Antimony(III) halide compounds of thioureas: Structures and biological activity

Abstract

Antimony(III) halide compounds (SbX3, X=Cl and Br) of thioureas; tetramethylthiourea (TMTU), N,N′-diethylthiourea (DETU) and 1,3-diisopropyl-2-thiourea (DIPTU) of formulae {[SbCl3(TMTU)]n} (1), {[SbBr3(TMTU)]n} (2), {[mer-SbCl3(DIPTU)3] [fac-SbCl3(DIPTU)3] C6H6} (3) and {[SbBr2(DETU)2]+·Br−}n (4) were synthesized. The complexes were characterized by their melting point, elemental analysis, FT-IR spectroscopy, FT-Raman spectroscopy, 1H and 13C NMR spectroscopy and Thermal Gravimetry-Differential Thermal Analysis (TG-DTA).
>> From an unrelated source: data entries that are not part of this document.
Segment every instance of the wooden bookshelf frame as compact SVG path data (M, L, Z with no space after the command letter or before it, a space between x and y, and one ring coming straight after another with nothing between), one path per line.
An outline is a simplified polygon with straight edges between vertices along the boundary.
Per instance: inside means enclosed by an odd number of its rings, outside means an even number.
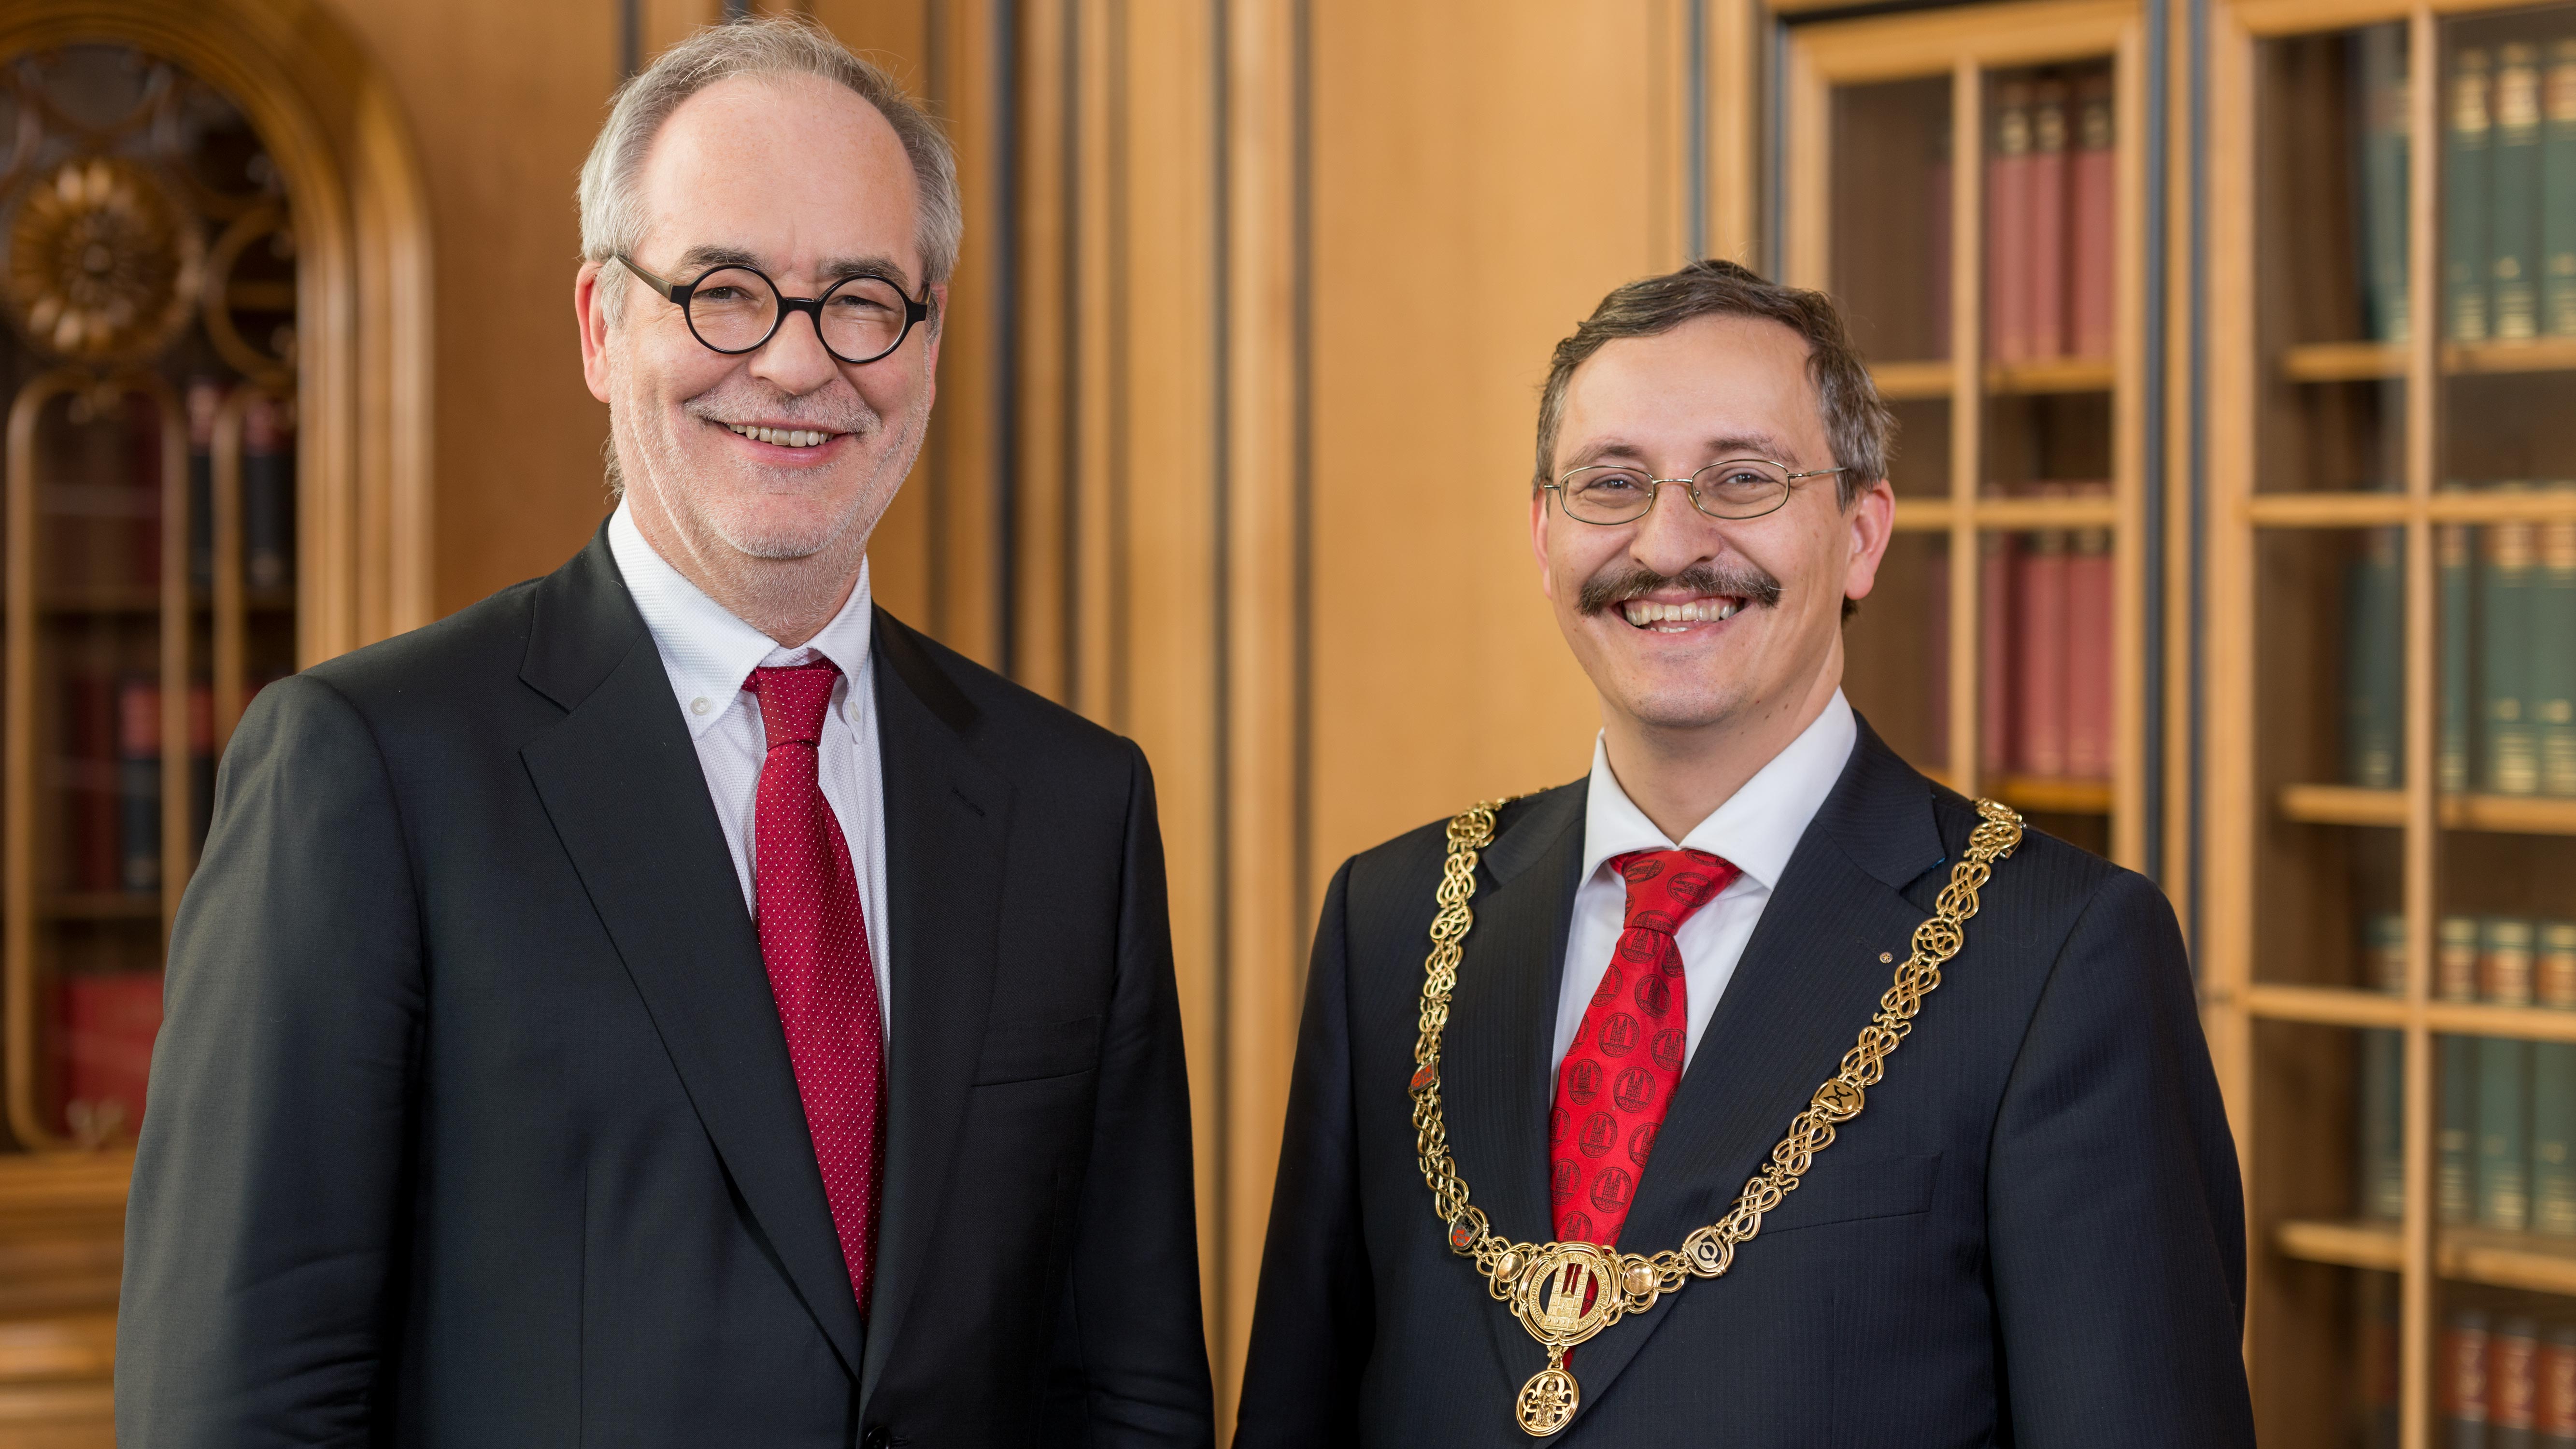
M1832 99L1836 87L1948 75L1951 154L1984 154L1986 72L2108 58L2118 153L2114 194L2115 341L2108 363L2071 359L1983 361L1985 317L1984 168L1951 168L1951 356L1873 359L1873 375L1894 400L1948 399L1950 492L1903 497L1900 532L1949 539L1949 754L1934 773L1970 792L1984 790L2025 809L2110 817L2111 855L2146 864L2145 690L2145 245L2135 219L2146 214L2139 146L2147 125L2144 21L2130 0L2030 0L1854 20L1818 21L1788 31L1781 85L1786 104L1783 280L1831 289ZM2111 398L2108 498L1997 497L1984 491L1987 401L2001 396L2107 392ZM2005 530L2112 531L2112 768L2094 781L1981 779L1977 761L1979 538Z
M22 0L0 18L0 60L81 43L133 45L221 90L257 128L286 183L296 240L298 365L245 384L218 424L232 445L219 467L215 521L240 526L241 412L255 388L291 397L295 443L295 660L299 667L429 622L431 563L430 253L428 192L382 73L327 15L290 0ZM97 381L89 376L89 382ZM82 385L69 373L63 388ZM177 399L147 378L116 380L154 398L164 436L187 436ZM158 389L158 391L155 391ZM30 389L20 401L26 402ZM50 393L49 393L50 395ZM31 1152L78 1151L41 1110L35 932L40 919L158 915L164 940L186 888L189 818L189 627L186 459L165 454L162 579L150 597L39 597L28 521L34 414L12 418L5 560L6 662L0 665L0 1105L9 1136ZM218 449L224 458L226 449ZM176 500L180 506L170 506ZM219 553L236 559L238 550ZM66 603L160 617L162 885L157 901L43 898L37 887L36 621ZM238 567L217 571L209 600L220 748L247 694L243 640L251 601ZM175 687L174 687L175 686ZM123 1159L120 1159L123 1160ZM0 1155L0 1161L6 1161ZM21 1181L0 1172L0 1210ZM118 1177L121 1181L121 1175Z
M2342 1404L2321 1403L2326 1390L2313 1363L2314 1336L2337 1331L2297 1319L2294 1296L2273 1265L2335 1264L2392 1273L2399 1292L2399 1442L2432 1449L2438 1442L2436 1343L2441 1285L2485 1284L2576 1295L2576 1245L2560 1251L2521 1235L2441 1228L2435 1221L2435 1038L2496 1036L2576 1041L2576 1013L2436 1001L2429 969L2441 910L2438 848L2445 831L2576 834L2576 801L2443 796L2438 791L2438 662L2435 535L2445 523L2576 516L2576 498L2547 492L2468 494L2437 491L2443 442L2445 377L2468 373L2576 370L2576 347L2562 342L2461 346L2441 340L2438 202L2440 23L2463 14L2506 14L2541 4L2469 4L2461 0L2234 0L2210 11L2207 164L2202 198L2208 242L2207 350L2204 396L2209 431L2206 675L2200 725L2205 741L2202 920L2195 943L2210 1041L2227 1097L2246 1177L2249 1265L2246 1358L2257 1429L2267 1442L2308 1442L2320 1426L2340 1422ZM2258 47L2276 38L2403 23L2408 27L2409 254L2408 337L2403 343L2336 342L2282 347L2264 355L2256 291L2258 206ZM2186 118L2174 140L2188 145ZM2403 486L2389 492L2261 491L2259 457L2267 389L2281 384L2369 380L2405 383ZM2405 651L2402 788L2369 790L2330 779L2266 783L2258 778L2261 615L2258 538L2359 528L2404 531L2402 573ZM2258 980L2257 918L2264 909L2258 841L2267 820L2351 831L2395 831L2408 972L2402 995ZM2319 858L2312 872L2336 868ZM2267 1030L2267 1024L2275 1024ZM2395 1223L2343 1222L2286 1215L2271 1203L2279 1180L2336 1171L2337 1139L2348 1118L2301 1120L2303 1112L2336 1110L2267 1083L2313 1068L2341 1050L2324 1035L2278 1026L2376 1028L2403 1033L2405 1073L2404 1216ZM2296 1321L2294 1321L2296 1320ZM2319 1442L2322 1442L2320 1439ZM2339 1441L2338 1441L2339 1442Z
The crystal and molecular structures of complexes 2–4 were determined with single crystal X-ray diffraction analysis. Compounds 1 and 2 are polymers with pseudotrigonal–bipyramidal (ψ-TBP) geometry in each monomeric unit. Compound 3 is a monomer with octahedral (Oh) geometry around Sb(III). Two different coordination modes of the ligands around antimony ions are observed in 3 forming two units. One with meridional orientation and the other with facial one. This complex is the first example of polymeric antimony(III) where two sequential antimony atoms have two different coordination modes. Two sulfur atoms and two bromines form a pseudotrigonal–bipyramidal cationic [SbBr2(L)2]+ part with a bromide as counter anion in complex 4. Complexes 1–4 and their ligands were evaluated for their in vitro cytotoxic activity against human breast adenocarcinoma (MCF-7) and human cervical adenocarcinoma (HeLa) cells. Principal components analysis (PCA) was performed to discriminate the significant physicochemical molecular descriptors while regression analysis successfully relates the experimental inhibitory concentrations, (IC50) to the independent variables indexed by PCA.